# My Morning Commute



## jar546 (Dec 9, 2020)

I was super lucky this morning.  Only 1 red light!!


----------



## Rick18071 (Dec 10, 2020)

Did not have any red lights at all yesterday but the snow made it take twice as long.


----------



## cda (Dec 10, 2020)

Ok, exactly how many gears does that bike have???

Seems like you are up shifting a lot.


----------



## jar546 (Dec 10, 2020)

cda said:


> Ok, exactly how many gears does that bike have???
> 
> Seems like you are up shifting a lot.


6= 1 down & 5 up

If I wanted to I can get to 70 in 2nd gear but what is the point of that?


----------



## steveray (Dec 10, 2020)

I get to about 110 in third....When I am aggressive..That is my flex gear.


----------



## rktect 1 (Dec 10, 2020)

I can get to about 35 in 2nd before I think it will be an issue.  

Harleys


----------



## mtlogcabin (Dec 10, 2020)

When I was an inspector in Florida I had a 15 mile commute and there where no traffic signals at all.

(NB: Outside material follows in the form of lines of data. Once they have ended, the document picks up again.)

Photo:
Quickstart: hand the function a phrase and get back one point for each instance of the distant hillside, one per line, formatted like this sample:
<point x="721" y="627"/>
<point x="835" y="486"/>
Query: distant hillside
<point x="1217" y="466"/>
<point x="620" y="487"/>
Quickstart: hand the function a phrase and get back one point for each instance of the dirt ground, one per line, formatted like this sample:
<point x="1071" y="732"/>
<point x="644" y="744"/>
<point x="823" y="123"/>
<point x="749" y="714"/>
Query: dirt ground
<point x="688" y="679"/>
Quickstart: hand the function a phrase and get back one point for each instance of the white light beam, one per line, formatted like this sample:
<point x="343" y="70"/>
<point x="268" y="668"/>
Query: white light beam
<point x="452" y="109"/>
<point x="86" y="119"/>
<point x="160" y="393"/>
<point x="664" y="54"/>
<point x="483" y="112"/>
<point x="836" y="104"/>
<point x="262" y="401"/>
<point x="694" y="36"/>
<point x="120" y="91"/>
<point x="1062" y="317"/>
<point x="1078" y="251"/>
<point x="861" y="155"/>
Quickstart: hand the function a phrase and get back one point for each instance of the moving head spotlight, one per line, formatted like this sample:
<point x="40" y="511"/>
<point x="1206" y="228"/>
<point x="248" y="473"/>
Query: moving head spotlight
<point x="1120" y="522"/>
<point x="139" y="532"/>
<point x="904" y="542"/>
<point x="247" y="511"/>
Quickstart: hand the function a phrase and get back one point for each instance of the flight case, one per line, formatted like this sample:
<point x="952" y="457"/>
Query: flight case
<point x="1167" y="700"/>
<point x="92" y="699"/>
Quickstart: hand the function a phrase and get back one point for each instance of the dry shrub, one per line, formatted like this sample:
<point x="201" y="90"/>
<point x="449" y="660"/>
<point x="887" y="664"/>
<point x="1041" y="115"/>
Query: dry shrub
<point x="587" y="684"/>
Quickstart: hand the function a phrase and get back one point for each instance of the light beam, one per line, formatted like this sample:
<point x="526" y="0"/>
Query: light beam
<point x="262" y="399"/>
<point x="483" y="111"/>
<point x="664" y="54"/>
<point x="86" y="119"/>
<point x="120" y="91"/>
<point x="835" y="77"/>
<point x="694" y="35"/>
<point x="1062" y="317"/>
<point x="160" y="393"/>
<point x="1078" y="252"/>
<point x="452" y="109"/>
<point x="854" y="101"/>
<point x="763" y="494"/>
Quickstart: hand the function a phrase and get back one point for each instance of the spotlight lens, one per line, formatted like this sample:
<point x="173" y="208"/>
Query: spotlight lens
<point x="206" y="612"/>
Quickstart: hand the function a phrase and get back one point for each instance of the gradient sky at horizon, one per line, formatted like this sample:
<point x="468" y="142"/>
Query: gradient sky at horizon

Then again Hendry County only had two traffic signals in the whole county. One in Clewiston and one in Labelle where I worked out of. Great place to ride a motorcycle except when they where moving cattle down Hwy 80 from one pasture to another. That ended in the early 90's when the grazing land was turned into citrus trees. I do miss the big old live oak trees but not the bugs, heat and humidity.


----------